The order indicates that the state “frankly admits” that it will not be able to obtain the drug before the date of execution. In the end, the court ruled that no enforcement notice can be issued until the drugs are available.

In a request to suspend execution in the United States District Court, Sigmon’s lawyers argued that the state “hid” what the methods of execution entail.

Prosecutors argued that the state would not share the origin or nature of any lethal drugs or protocol for administering them, which leaves safeguards in doubt “to prevent a torturous and unconstitutional death by lethal injection”.

The lawyers argued that the state did not provide any information that would ensure the use of the electric chair would not raise the “spectrum of excruciating pain” and the “certainty of cooked brains and bloated bodies” that other jurisdictions have cited to govern the unconstitutional method.

Federal pressure for executions is unlikely to affect Dylann's roof in the short term

The circumstances surrounding the murders were set out in the United States 4th Circuit Court of Appeal’s denial of its last avenue to overturn its 2002 death sentence and sentence.

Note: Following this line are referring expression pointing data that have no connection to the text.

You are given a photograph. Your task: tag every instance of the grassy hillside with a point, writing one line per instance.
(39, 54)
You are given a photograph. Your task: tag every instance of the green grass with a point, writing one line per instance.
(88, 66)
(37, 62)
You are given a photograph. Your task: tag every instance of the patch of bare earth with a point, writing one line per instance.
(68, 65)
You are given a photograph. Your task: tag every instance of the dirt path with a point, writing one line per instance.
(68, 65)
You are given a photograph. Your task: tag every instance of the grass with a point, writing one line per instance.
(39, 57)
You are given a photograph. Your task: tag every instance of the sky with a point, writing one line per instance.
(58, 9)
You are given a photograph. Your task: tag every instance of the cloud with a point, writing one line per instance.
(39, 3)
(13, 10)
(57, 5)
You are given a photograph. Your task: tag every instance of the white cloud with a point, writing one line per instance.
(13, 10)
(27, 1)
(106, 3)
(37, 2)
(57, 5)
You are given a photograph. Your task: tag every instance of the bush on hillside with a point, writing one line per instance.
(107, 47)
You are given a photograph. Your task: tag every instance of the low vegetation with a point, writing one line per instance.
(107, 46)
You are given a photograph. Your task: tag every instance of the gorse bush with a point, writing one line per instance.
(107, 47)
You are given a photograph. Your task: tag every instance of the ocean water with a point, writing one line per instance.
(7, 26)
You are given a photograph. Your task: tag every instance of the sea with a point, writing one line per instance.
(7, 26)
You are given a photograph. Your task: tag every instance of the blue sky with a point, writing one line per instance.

In 2001, Sigmon’s girlfriend, Rebecca Barbare, ended their three-year relationship. The two lived together in a trailer in Greenville County, behind the home of their parents, David and Gladys Larke.

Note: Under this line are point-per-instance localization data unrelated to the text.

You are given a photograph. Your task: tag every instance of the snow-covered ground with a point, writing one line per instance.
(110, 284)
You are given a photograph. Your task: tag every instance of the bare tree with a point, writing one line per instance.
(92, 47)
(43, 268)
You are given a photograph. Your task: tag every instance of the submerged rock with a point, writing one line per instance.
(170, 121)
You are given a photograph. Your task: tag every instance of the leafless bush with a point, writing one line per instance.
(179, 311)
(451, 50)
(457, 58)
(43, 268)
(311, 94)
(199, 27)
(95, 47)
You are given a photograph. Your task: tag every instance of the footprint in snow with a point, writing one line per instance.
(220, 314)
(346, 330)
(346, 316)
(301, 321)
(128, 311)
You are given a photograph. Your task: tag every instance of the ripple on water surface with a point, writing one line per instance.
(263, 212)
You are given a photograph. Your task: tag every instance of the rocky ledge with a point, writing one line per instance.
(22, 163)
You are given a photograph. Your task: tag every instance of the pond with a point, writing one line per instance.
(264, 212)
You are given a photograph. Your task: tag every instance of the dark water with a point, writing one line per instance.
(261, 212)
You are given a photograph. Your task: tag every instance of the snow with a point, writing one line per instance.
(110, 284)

After Barbare moved into his parents’ home after the separation, Sigmon became angry and conspired with an acquaintance to wait until his ex-girlfriend left to take his children to school to tie up his parents and “catch her” “when she returned.

Sigmon pulled a baseball bat out from under his trailer, went into the house and after Larke told his wife to get a gun, Sigmon beat his parents to death.

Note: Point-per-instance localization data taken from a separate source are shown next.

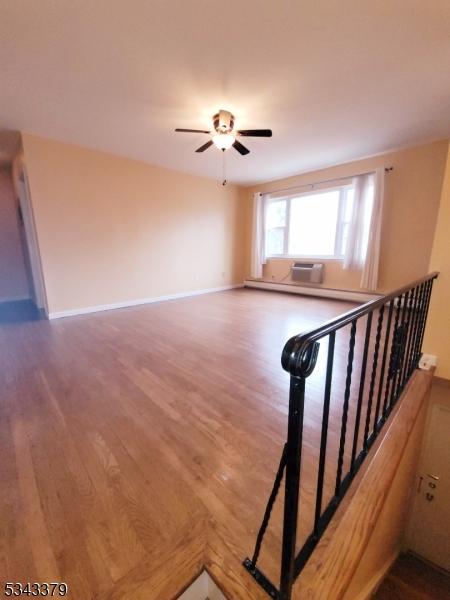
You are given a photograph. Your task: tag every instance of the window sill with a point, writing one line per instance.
(306, 258)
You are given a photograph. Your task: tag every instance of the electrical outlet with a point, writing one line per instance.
(427, 362)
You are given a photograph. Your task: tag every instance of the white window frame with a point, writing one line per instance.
(340, 223)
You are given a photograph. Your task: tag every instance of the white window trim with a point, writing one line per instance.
(339, 223)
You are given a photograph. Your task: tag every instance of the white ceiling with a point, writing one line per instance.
(334, 79)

When Barbare returned, Sigmon forced her into a car and took her away with his father’s gun. Barbare got out of the car and Sigmon stopped, got out, chased and shot her.

She survived.

After a 10-day manhunt, Sigmon was captured in Tennessee.

Jeffrey Motts, sentenced to death in 2007 for killing a fellow inmate at the Perry Correctional Institution, was the last inmate to be executed in 2011.